Many of these groupings didn’t yield statistically significant differences in survival, Newcomb said, but one group showed a very clear difference: NSAID use among survivors without KRAS mutations in their tumors. Compared to those who had never used aspirin or other NSAIDs, survivors who didn’t carry the KRAS mutation and who used NSAIDs regularly had 40 percent higher survival rates. For those whose tumors bore KRAS mutations, NSAID use wasn’t associated with a difference in survival. The researchers looked at two other mutations commonly found in colorectal tumors but didn’t see significant differences in survival tied to NSAID use.
Research such as this falls under the heading of “precision prevention,” a form of the broader precision medicine approach and one that aims to tailor prevention strategies to a person’s (or their tumor’s) unique molecular makeup. This is the first report linking KRAS subtype to NSAID use and survival, Newcomb said. One previous small study had found an association between aspirin use and increased survival in colorectal cancer patients whose tumors carry mutations in the gene known as PIK3CA. Now, with the additional information that the protective benefit of NSAIDs may be limited to those without KRAS mutations — the most common colorectal tumor subtype — researchers have another piece in the puzzle of who might benefit most from NSAID use.

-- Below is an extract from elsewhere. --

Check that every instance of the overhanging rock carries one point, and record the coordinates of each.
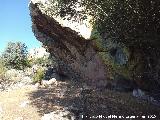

Patients whose tumors bear KRAS mutations already tend to fare worse than those with normal versions of the genes, Newcomb said. She was half-hoping the study would yield information to benefit this population in particular, “but it didn’t work out that way,” she said.
The researchers also saw a stronger link to increased survival for patients who used aspirin over other NSAIDs. But it’s not clear if that’s because daily, ongoing use of aspirin is much more common than prolonged use of medicines like ibuprofen and naproxen, Newcomb said. That is, they don’t know if it’s the specific drug, the dose or the frequency that made a difference.